Les questions que ce constat laisse ouvertes, et qui deviendront des chapitres entiers :

  • D'où viennent des allèles distincts ? Ils sont déjà là, quelque part dans l'information génétique — mais par quel mécanisme apparaissent-ils ?
  • Pourquoi certains allèles deviennent-ils plus fréquents que d'autres dans une population, au fil des générations ?
  • Comment une espèce en devient-elle deux ? Le cours mentionne les spéciations parmi les processus naturels qui font évoluer la biodiversité, sans dire comment elles se produisent. C'est exactement là que reprend le programme.

Retiens surtout que les deux premières échelles du chapitre ne sont pas juxtaposées au hasard. Le cours range les spéciations parmi les processus naturels qui font évoluer la biodiversité ; or une spéciation, c'est l'apparition d'une nouvelle espèce — donc un passage du niveau génétique au niveau spécifique. Comment ce passage s'opère, c'est exactement la question de l'an prochain.

Monter d'un cran : l'écosystème comme système, pas comme paysage

La définition que tu as apprise contient déjà, discrètement, tout un programme : la diversité des écosystèmes, c'est la variété des milieux de vie et des interactions organismes/environnement. Et l'exemple français distingue quatre milieux par leurs espèces et par leurs flux d'énergie.

Ces deux expressions — interactions et flux d'énergie — sont des portes.

  • Décrire un écosystème, ce sera bientôt suivre ce qui circule : la matière, l'énergie, d'un être vivant à l'autre.
  • Comprendre pourquoi un milieu perd des espèces, ce sera comprendre quelles interactions ont été rompues — et le cours t'a déjà donné deux d'entre elles, la compétition et la prédation, à propos des espèces exotiques envahissantes.

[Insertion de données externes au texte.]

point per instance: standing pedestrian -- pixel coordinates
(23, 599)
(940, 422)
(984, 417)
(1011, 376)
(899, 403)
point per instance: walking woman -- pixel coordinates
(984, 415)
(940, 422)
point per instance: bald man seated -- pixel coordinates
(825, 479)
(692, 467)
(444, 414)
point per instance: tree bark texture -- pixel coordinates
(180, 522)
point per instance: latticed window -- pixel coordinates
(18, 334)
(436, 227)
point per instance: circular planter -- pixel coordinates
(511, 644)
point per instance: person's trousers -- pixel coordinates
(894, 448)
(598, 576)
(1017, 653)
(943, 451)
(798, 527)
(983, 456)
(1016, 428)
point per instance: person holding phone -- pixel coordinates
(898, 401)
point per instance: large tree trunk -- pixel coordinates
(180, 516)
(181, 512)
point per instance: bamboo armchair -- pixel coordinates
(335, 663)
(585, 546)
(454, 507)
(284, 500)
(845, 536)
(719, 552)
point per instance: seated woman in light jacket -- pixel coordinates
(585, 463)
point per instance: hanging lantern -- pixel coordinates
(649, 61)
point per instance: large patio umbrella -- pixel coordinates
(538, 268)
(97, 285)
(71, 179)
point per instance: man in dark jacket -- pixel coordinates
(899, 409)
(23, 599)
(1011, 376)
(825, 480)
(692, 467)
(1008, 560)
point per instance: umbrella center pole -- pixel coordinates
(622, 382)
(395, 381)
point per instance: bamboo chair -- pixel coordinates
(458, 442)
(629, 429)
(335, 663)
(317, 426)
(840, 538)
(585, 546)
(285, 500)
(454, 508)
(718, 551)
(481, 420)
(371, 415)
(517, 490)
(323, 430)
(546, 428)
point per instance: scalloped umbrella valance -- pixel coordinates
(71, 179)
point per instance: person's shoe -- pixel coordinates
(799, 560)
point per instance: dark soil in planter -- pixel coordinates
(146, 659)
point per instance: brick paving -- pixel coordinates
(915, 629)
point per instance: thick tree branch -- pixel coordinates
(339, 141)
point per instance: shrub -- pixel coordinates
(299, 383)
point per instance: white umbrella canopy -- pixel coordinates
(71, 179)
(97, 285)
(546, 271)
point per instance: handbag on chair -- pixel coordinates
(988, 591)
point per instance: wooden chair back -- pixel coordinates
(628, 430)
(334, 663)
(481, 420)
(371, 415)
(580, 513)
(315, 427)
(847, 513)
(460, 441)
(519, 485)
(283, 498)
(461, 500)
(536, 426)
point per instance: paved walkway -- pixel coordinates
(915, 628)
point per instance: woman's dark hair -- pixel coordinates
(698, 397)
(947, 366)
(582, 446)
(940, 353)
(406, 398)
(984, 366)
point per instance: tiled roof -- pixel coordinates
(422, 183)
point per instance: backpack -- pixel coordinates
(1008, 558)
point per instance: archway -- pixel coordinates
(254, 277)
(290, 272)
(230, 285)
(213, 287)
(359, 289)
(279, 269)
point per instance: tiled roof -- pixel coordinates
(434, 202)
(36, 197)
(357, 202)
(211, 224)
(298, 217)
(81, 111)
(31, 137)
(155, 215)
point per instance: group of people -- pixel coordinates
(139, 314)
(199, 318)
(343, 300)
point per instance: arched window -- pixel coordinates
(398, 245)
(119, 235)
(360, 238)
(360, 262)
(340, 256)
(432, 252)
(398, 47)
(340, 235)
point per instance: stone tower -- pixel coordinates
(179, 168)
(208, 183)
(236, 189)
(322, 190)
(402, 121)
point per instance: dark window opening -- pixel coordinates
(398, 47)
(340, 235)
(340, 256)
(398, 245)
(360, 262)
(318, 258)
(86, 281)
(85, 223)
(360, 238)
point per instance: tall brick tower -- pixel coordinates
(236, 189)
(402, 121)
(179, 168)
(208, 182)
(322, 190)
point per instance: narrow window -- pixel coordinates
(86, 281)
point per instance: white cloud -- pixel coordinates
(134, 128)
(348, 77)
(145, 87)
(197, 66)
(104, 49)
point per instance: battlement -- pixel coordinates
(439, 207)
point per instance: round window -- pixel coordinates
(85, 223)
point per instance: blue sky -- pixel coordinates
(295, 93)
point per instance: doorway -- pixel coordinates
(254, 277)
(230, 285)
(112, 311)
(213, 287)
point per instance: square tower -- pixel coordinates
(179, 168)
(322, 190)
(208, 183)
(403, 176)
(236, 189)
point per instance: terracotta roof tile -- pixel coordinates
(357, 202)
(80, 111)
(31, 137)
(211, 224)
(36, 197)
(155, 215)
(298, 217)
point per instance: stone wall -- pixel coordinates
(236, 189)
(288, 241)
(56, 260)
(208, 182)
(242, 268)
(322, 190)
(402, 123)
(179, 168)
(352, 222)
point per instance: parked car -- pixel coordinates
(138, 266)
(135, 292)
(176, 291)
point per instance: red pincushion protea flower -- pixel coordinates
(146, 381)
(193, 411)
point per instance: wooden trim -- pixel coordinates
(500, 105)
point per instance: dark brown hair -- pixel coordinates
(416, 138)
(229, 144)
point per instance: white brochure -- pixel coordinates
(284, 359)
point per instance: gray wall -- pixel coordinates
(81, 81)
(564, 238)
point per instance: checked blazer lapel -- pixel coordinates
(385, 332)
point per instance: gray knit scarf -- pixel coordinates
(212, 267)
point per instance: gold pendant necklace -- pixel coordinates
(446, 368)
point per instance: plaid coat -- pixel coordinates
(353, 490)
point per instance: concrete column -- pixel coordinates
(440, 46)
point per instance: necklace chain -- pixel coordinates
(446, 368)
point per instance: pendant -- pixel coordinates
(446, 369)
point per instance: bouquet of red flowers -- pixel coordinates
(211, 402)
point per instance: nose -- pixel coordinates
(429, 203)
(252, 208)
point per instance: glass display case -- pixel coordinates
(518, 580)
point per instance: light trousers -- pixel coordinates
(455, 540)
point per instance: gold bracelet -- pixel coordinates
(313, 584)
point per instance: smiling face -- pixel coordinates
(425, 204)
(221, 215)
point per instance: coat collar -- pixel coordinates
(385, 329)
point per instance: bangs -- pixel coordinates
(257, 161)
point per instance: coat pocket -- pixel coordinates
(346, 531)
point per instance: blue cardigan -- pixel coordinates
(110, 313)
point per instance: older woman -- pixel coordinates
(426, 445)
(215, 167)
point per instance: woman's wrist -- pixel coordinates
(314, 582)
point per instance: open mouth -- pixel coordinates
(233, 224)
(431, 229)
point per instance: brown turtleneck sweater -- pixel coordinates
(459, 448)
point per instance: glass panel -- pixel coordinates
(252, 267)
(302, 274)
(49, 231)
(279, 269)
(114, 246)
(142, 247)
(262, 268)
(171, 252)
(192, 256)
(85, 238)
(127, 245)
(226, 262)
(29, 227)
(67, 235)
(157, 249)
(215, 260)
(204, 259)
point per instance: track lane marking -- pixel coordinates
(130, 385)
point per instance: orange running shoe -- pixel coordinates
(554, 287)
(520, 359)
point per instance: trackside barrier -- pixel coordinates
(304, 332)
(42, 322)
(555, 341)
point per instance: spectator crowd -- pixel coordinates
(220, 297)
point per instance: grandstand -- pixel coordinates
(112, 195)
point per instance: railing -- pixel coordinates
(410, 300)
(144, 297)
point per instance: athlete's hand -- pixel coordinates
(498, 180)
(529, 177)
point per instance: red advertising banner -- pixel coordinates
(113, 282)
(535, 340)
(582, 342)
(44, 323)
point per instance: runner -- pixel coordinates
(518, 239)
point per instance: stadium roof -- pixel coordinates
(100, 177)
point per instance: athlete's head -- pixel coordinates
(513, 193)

C'est aussi pour cela que la fragmentation des habitats compte autant que leur destruction : découper un milieu, ce n'est pas seulement en réduire la surface, c'est en couper les liens.

La question qui reste ouverte : mesurer, puis décider

Ce chapitre te laisse avec une tension que le lycée passera trois ans à travailler.

D'un côté, il faut mesurer. La richesse spécifique \(S\) est la mesure la plus simple qui existe : on liste, on compte. Elle a l'avantage d'être calculable sur n'importe quel relevé de terrain.

De l'autre, le cours t'a prévenu lui-même que réduire la biodiversité au seul nombre d'espèces est une erreur : les échelles génétique et écosystémique en font aussi partie, et les interactions également. Donc \(S\) mesure quelque chose de réel — mais pas tout.

D'où les vraies questions, celles qui ne se règlent pas avec une formule :

  • Comment mesurer la diversité génétique d'une population, qui ne se voit pas à l'œil nu sur un relevé ?
  • Deux milieux ayant le même \(S\) se valent-ils, si l'un est ancien et l'autre récemment remanié ? L'étape 4 de la méthode — interpréter en lien avec le contexte — est déjà une réponse partielle à cette question.
  • Puisque les cinq causes sont connues et nommées, elles sont autant de leviers : sur lesquels agir, avec quels moyens, et selon quelles priorités ? Ce n'est plus seulement de la SVT.

Rien de tout cela n'est exigible au contrôle. Mais si tu as compris pourquoi la biodiversité se décrit à trois échelles et pourquoi son rythme de changement se compare à une référence, tu as déjà l'ossature du programme des deux années suivantes.